US rightly ends Peace Corps mission in China

In an overdue but positive step, the Peace Corps has announced it’s ending its China operations, starting this summer.

Sen. Marco Rubio hailed the decision, saying: “For too long, Beijing has fooled organizations such as the World Bank and the World Trade Organization into believing otherwise so it could exploit our global institutions. It is time for these organizations, both U.S. and multilateral, to change the way they deal with China.”

Not everyone is so happy. A petition is circulating to overturn the decision. And previous Peace Corps volunteers are taking to social media to express their dismay.

Let’s be clear: This is the right call.

First, China is manifestly undeserving of this commitment of taxpayer money and citizen advocacy. Under Xi Jinping, Beijing has embarked on a strategy to replace the U.S.-led liberal international order with an authoritarian order that fuses military imperialism and feudal mercantilism. If China succeeds in this effort, it will make the rest of the world poorer, less safe, and less free. No one who values freedom wants it. Why on Earth should America serve our adversary?

Second, it is the Communist Party in Beijing and not the people of China who gain the outsize benefit of this program. The Peace Corps inadvertently admits as much. It currently has 134 volunteers in China who “are placed in Chinese colleges, technical schools, and universities to meet the demand for strengthening English language learning and teaching across the country.”

But here’s a question: Why is the Peace Corps teaching English in “technical schools and universities?” That means its volunteers are providing Chinese adults with valuable American language skills and cultural exposure with which to undermine U.S. interests. This is not a hypothetical point. Chinese universities are designed and operated to churn out new soldiers for Xi’s global strategy.

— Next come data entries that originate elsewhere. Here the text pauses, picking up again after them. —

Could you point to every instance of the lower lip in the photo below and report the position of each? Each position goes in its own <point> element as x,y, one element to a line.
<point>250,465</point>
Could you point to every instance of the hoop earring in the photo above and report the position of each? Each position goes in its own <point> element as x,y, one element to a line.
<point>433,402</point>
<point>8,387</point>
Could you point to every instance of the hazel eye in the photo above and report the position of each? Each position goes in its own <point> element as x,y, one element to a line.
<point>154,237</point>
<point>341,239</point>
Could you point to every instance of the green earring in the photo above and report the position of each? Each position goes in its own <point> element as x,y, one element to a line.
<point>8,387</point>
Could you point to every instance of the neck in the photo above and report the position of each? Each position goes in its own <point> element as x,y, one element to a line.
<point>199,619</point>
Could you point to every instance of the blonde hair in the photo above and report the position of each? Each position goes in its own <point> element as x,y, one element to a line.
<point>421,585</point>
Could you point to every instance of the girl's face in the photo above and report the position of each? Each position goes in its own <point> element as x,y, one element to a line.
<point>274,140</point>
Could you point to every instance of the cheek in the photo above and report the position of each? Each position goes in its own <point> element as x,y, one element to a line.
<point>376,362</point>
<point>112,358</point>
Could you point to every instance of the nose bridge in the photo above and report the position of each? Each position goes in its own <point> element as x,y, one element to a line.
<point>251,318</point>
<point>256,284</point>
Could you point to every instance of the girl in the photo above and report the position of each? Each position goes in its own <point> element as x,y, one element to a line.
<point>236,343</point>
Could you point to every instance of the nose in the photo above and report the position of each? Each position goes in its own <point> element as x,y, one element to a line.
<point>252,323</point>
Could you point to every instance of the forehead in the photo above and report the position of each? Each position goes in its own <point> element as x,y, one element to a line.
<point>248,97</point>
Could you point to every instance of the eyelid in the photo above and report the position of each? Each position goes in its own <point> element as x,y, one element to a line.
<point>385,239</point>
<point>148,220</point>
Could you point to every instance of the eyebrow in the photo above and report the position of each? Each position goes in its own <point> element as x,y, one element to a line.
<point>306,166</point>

Moreover, the Chinese Ministry of State Security views young American visitors to its nation as particularly valuable targets for intelligence service recruitment. Many Peace Corps volunteers are idealistic individuals predisposed to careers in public service. We must thus ask how many of the more than 1,300 previous volunteers in China may have been recruited by the MSS during their time there. The number is likely very small, but unlikely to be zero. How many of those volunteers then returned home to take up employment in the State Department or another U.S. government agency?

Ultimately, we need to be clear-eyed here.

Yes, the Peace Corps does great work around the world. Yes, that work deserves taxpayer funding and continued citizen service. But the Peace Corps cannot exist in an apolitical vacuum. As long as it receives taxpayer funding, the Peace Corps must serve American interests alongside humanitarian concerns. And that is impossible in China. This decision will allow the organization to recommit its resources elsewhere around the world, to peoples and nations who seek American friendship, instead of our submission.